Saturday , July 20, 2019

A Court Ruling May Affect Acquirers’ Ability to Pass Along Data-Breach Fines to Merchants

A common assumption among merchant acquirers and retailers is that merchants are the ones who ultimately are liable for network fines after a merchant’s data breach. But a recent decision by a federal appellate court that ruled against First Data Corp., the nation’s largest payment processor, sends a message that such assumptions aren’t always valid.

The unanimous June 7 decision by a three-judge panel of the Sixth U.S. Circuit Court of Appeals in Cincinnati involves a Houston-based liquor-store chain, Spec’s Family Partners Ltd., which sued its acquirer, First Data’s First Data Merchant Services unit. Malware on Spec’s payment system in 2012 and 2013 compromised about 550,000 cards, according to court filings and press reports at the time.

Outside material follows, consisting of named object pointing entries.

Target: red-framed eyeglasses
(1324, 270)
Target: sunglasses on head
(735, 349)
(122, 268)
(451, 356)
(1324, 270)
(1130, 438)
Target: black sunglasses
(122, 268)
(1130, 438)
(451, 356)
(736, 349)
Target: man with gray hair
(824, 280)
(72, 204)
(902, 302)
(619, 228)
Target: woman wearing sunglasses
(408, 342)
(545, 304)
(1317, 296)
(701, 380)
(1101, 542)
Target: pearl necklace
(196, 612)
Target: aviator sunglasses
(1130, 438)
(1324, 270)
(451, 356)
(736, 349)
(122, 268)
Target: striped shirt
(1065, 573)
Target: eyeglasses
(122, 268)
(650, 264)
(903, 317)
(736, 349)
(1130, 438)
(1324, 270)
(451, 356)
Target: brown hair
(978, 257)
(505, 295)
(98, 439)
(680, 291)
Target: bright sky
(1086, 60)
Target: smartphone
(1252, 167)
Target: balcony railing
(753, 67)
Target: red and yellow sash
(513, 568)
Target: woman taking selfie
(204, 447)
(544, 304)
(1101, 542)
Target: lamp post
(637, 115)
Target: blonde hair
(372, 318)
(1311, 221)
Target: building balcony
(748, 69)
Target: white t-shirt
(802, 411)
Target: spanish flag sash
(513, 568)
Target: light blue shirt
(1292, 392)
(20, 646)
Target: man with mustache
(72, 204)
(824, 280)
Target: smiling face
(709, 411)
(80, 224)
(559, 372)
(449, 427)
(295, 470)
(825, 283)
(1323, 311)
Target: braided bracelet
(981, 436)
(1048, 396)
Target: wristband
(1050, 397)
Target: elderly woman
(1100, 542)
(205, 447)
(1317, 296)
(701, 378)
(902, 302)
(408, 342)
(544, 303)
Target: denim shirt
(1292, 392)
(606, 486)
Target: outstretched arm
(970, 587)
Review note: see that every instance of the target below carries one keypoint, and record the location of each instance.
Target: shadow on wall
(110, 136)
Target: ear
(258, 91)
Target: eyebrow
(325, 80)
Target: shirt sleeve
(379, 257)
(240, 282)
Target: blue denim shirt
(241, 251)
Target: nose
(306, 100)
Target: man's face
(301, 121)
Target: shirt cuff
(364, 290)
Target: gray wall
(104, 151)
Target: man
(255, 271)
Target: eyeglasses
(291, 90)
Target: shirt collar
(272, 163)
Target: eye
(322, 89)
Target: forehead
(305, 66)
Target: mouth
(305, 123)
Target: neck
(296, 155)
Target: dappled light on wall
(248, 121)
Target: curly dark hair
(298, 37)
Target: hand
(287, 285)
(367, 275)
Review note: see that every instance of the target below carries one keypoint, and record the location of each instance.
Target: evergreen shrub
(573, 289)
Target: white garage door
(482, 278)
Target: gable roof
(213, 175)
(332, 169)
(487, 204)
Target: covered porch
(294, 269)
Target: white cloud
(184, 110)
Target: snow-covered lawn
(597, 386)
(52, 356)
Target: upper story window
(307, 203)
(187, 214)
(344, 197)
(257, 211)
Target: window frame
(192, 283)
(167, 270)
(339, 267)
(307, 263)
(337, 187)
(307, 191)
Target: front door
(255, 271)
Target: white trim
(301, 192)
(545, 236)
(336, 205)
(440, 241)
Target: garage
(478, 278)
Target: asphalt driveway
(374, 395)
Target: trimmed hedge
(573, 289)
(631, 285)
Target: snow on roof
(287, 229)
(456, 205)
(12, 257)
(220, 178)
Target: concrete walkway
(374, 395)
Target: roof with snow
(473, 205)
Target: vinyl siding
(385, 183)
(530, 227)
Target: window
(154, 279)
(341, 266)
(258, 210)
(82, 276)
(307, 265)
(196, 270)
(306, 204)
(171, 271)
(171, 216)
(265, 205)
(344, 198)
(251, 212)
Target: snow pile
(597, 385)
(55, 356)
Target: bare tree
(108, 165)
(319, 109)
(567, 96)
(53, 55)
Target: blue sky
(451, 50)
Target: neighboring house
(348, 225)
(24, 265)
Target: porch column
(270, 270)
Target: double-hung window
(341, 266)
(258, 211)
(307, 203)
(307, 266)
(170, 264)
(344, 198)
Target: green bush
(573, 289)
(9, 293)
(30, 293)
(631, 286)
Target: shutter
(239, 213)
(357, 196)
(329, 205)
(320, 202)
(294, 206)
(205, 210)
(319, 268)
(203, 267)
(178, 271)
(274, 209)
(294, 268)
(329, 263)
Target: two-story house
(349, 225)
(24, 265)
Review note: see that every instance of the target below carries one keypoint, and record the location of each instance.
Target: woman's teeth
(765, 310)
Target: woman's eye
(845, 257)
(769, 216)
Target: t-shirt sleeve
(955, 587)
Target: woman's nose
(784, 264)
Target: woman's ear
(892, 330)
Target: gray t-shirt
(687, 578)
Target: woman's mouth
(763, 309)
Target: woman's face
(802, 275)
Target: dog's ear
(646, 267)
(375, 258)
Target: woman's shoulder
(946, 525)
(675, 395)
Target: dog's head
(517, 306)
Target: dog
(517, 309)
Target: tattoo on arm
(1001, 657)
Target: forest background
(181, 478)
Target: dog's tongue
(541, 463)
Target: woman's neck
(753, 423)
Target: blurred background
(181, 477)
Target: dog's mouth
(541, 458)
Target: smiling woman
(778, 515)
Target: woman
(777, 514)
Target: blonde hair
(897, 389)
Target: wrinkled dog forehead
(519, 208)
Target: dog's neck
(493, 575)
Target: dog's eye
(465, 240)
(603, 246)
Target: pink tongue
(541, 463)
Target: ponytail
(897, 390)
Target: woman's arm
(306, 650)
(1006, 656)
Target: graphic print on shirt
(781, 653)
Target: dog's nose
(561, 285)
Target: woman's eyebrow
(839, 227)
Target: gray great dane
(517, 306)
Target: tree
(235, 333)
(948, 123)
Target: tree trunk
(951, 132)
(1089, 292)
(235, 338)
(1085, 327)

Spec’s, which has more than 100 stores across Texas, was found to be out of compliance with the Payment Card Industry data-security standards, according to court documents. Visa Inc. and Mastercard Inc., after getting reports from their card issuers about fraud and card-reissuance expenses stemming from the breach, tallied up those costs and assessed them to the sponsor bank involved, a unit of Citigroup Inc., which in turn passed the bills on to its third-party processor, First Data Merchant Services.

“It’s an important decision … because processors typically are of the view that they can pass on everything from the networks to the merchants,” says payments attorney Boomstein.

FDMS then began withholding the proceeds from routine credit and debit card transactions at Spec’s and placing them in a reserve fund in order to recoup the assessments, commonly called fines in the acquiring industry. Ultimately, they totaled $6.2 million. Spec’s refused to pay the fines and sued FDMS in U.S. District Court in Memphis, Tenn., which issued summary judgment in favor of the retailer.

The appellate court affirmed the district court’s finding that “First Data materially breached the merchant agreement when it diverted funds to reimburse itself for the card-brand assessments,” Senior Judge Deborah L. Cook wrote for the panel.

The dispute centered on various provisions in the merchant contract that FDMS said made Spec’s liable for the assessments. One involved so-called third-party fees and charges. But the lower court, with the appellate court agreeing, said the wording referred “to routine charges associated with card-processing services rather than liability for a data breach,” Cook wrote.

Another provision involved indemnification of the contracting parties for assessments resulting from violations of network rules, and the related issue of so-called consequential damages. Spec’s, even though it was not in compliance with the PCI security standard, argued the contract limited either party from imposing consequential damages on the other.

“The dispute between the parties boils down to whether the card-brand assessments passed down to First Data constituted consequential damages, thus exempting Spec’s from liability,” Cook wrote. “The district court held that they did, and we agree.”

First Data’s options now include appealing to the full Sixth Circuit. A spokesperson for the Atlanta-based processor, which has a $22 billion deal to be acquired by Fiserv Inc., did not respond to a Digital Transactions News request for comment. A Spec’s executive also did not reply to an email requesting comment.

The Sixth Circuit’s decision is binding only in the court’s jurisdiction—Tennessee, Kentucky, Ohio, and Michigan. Still, the ruling could induce acquirers and merchants nationally to take a closer look at how merchant contracts assign liability for data breaches and other network assessments.

“It’s an important decision on those grounds because processors typically are of the view that they can pass on everything from the networks to the merchants,” says attorney Anita Boomstein, who represents merchants as a partner and chairperson of the global payments practice at Manatt, Phelps & Phillips LLP in New York. “The court is saying that’s not necessarily the case. It depends on the wording of the agreement.”